Après débats à l’audience du 03 novembre 2025, a rendu la décision suivante, mise à disposition conformément à l’article 450 et suivants du Code de Procédure Civile, les parties ayant été avisées préalablement ;
ENTRE :
DEMANDEUR
Monsieur [W] [U] [L] [G]
demeurant [Adresse 6], ESPAGNE
représenté par Maître Améloie ZAROUR de la SELARL CLF, avocat au barreau de TOULOUSE
ET
DÉFENDEURS
Monsieur [D] [R]
demeurant [Adresse 8]
comparant en personne
Madame [I] [M] [B] [J]
demeurant [Adresse 8]
comparante en personne
Monsieur [S] [J]
demeurant [Adresse 3]
représenté par Maître Stéphanie LE NOAN de la SCP MEZARD – LE NOAN, avocat au barreau de TOULOUSE, substituée par Maître Axelle CHORIER de la SCP MEZARD – LE NOAN, avocat au barreau de TOULOUSE
Madame [Y] [O] épouse [J]
demeurant [Adresse 3]
représentée par Maître Stéphanie LE NOAN de la SCP MEZARD – LE NOAN, avocat au barreau de TOULOUSE, substituée par Maître Axelle CHORIER de la SCP MEZARD – LE NOAN, avocat au barreau de TOULOUSE
EXPOSE DU LITIGE
Par contrat du 8 juillet 2020, Monsieur [G] [W], par l’intermédiaire de son gestionnaire, a donné à bail à Madame [J] [I] un appartement situé [Adresse 7] à [Adresse 11] [Localité 1] pour un loyer mensuel de 685 euros et une provision sur charges mensuelle de 60 euros.
Un acte de cautionnement solidaire de Monsieur [S] [J] et de Madame [Y] [J] était également formalisé.
Le 24 janvier 2022, Madame [I] [J] et Monsieur [D] [R], pacsés depuis le 3 mai 2021, émettaient une demande de cotitularité de bail.
Rencontrant des difficultés financières, les locataires ne s’acquittaient plus régulièrement du loyer et la dette locative ne cessait de progresser.
C’est dans ce contexte que, suivant acte en date du 22 janvier 2024, Monsieur [G] [W] a fait signifier à Monsieur [R] [D] et Madame [J] [I] un commandement de payer les loyers et charges impayés visant la clause résolutoire. Monsieur [G] [W] a saisi la commission de coordination des actions de prévention des expulsions locatives par la voie électronique le 22 janvier 2024 et l’a régulièrement signifié aux cautions.

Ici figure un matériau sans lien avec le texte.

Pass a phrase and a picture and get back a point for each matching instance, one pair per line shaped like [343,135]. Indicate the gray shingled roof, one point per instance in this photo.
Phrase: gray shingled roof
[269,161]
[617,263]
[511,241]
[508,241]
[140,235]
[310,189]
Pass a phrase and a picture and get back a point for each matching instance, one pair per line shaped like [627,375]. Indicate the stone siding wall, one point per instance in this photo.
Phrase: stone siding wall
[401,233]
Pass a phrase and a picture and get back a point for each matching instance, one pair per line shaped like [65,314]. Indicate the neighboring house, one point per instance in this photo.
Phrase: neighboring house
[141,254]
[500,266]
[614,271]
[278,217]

Le commandement de payer s’étant révélé infructueux, Monsieur [G] [W] a fait assigner Monsieur [R] [D] et Madame [J] [I], le 22 mars 2024, devant le juge des contentieux de la protection de [Localité 10] en référé aux fins de résiliation judiciaire du bail et expulsion de ses locataires, outre sa condamnation, ainsi que solidairement celle des cautions, à verser une provision d’un montant de 3486,39 euros au titre des loyers et charges impayés.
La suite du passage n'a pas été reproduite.